We also know, as last week’s Supreme Court ruling shows, many of those will be in bogus self-employment.
In the Uber case, what the court was interested in was how much control was exercised by the business over its drivers.
It found Uber set the taxi fare and so the driver’s remuneration, set the contract terms between the company and the driver without the latter having sight of those terms, let alone giving consent, stipulated the model and make of vehicle which could be used, took disciplinary action against drivers who turned hires down, described in Uber speak as being “removed from the platform” or “deactivation”.
Judge Lord Leggatt found these measures were “designed to operate coercively”. Uber as part of the arrangement also sacked workers who received poor customer ratings.
The drivers were in the eyes of the court in a “position of subordination”. There was an element of compulsion, even coercion in the disciplinary code. In classic employment law terms, they were in a master-servant relationship.
Not only does last week’s landmark case mean Uber will now have to recognise their drivers as workers and so abide by national minimum wage and working-time regulations, including paid holiday entitlement. The company will also be responsible for pension contributions and come within the scope of work-related equality and discrimination statutes: one of the claimants is seeking protection for whistleblowing under the 1996 Employment Rights Act.
Speculation has now switched to whether Uber will also be liable to pay 20 per cent VAT on fares, which could mean an outstanding, estimated tax liability of £1 billion. The company already books commissions through Holland as a tax-avoidance manoeuvre, indeed it was Uber BV registered in the Netherlands that was cited in the court judgement.
Not unusually a company with unlawful working practices, hiring workers on poverty pay, disregarding health and safety laws, also appears to have an unethical approach to its tax returns as well. It’s what Thomas Carlyle referred to as “vulturous greediness”.
There are some peculiarities to Uber’s methods for the control of its workforce. The ordinance that direct communications between driver and passenger are kept to a bare minimum, with the exchange of contact details strictly prohibited is by any measure extreme.
The importance of trade unions
But many of the tests the Supreme Court set will now be applied to other platform companies in the gig economy. One of the useful lessons of the Uber case is the reminder that contractual provisions cannot over-ride statutory rights.
The Uber ruling also demonstrates the importance of trade unions. Workers can have all the rights in the world, but without a union to enforce them they count for nothing. That should not mean an indecent five-year wait in the courts, but immediate redress through negotiation by trade unions with businesses.
The Uber case serves to remind us that the real division in society is not between Scotland and England but between exploiters and exploited.

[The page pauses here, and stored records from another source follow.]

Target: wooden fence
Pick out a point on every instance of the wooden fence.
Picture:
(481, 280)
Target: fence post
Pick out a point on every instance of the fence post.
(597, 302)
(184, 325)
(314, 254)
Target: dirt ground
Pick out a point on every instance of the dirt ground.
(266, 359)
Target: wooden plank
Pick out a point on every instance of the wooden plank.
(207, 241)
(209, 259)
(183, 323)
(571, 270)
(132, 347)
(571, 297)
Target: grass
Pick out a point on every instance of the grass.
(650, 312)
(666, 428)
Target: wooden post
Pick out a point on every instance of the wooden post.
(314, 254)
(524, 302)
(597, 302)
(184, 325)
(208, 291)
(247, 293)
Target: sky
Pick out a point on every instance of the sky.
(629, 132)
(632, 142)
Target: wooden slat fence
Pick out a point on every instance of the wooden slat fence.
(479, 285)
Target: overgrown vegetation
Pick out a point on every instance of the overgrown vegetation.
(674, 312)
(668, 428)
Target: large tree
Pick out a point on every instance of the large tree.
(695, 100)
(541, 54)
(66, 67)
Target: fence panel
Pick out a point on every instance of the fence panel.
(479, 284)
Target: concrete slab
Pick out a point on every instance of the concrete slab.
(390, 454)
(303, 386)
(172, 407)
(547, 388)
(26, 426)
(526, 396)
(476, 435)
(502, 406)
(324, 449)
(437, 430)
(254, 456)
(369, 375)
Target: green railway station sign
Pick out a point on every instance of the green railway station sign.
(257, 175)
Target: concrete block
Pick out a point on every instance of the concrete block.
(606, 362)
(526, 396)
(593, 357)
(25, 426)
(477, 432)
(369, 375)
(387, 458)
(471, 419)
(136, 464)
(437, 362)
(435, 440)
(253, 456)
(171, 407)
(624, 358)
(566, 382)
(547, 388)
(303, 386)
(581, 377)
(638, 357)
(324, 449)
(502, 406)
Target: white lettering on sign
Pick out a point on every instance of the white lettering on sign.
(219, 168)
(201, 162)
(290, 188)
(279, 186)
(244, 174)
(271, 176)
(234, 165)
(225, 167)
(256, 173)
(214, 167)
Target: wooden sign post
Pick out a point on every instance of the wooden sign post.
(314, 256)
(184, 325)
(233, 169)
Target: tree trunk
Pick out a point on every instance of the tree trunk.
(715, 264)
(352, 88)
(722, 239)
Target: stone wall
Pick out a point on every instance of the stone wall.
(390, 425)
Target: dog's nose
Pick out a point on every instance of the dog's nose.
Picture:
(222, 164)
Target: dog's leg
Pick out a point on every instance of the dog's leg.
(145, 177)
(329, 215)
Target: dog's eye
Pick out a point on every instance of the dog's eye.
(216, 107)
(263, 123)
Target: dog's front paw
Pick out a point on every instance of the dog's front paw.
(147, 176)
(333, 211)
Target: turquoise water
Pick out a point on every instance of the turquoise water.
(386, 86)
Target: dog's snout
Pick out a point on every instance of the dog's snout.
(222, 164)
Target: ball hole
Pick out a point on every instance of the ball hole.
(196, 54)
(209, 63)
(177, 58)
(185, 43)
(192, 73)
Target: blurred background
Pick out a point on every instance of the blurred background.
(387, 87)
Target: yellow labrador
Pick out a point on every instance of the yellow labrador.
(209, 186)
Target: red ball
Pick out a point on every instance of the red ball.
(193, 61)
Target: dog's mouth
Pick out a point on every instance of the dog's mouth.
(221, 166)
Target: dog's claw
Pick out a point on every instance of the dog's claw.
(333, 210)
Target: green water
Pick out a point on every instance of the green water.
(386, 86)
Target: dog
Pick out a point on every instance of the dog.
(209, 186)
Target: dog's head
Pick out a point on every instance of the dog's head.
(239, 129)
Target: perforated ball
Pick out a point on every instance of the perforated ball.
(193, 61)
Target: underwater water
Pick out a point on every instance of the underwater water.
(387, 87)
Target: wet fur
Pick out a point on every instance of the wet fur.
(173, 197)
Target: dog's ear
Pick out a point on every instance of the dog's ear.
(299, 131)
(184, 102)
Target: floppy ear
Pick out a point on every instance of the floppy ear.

There has been an emergent class of workers on temporary contracts, on zero-hours, some hired through agencies, others processed through umbrella companies, all with intermittent income and so unlimited insecurity.
These workers are engaged especially in the gig economy, but they can be found in the public sector as well. We know that one care worker in ten in Scotland is on a zero-hours contract.
Extending democratic principles
It is imperative that we tackle these precarious forms of work as we emerge from the pandemic.
But we need to have wider horizons too.
I can’t help thinking that last week’s ruling also highlights the relevance of the ethical socialist argument for the extension of the democratic principle to the workplace. One day we may not have to welcome as glad tidings a court declaration that there is a position of subordination between a person and the business they work for in order to obtain justice.
Imagine if, rather than hired hands, people were treated as participants and citizens in the sphere of work.
That really would help us build a stronger future than our present with its deep-rooted inequalities of power.
How much better a truly collaborative economy would be in place of the sham exposed at Uber.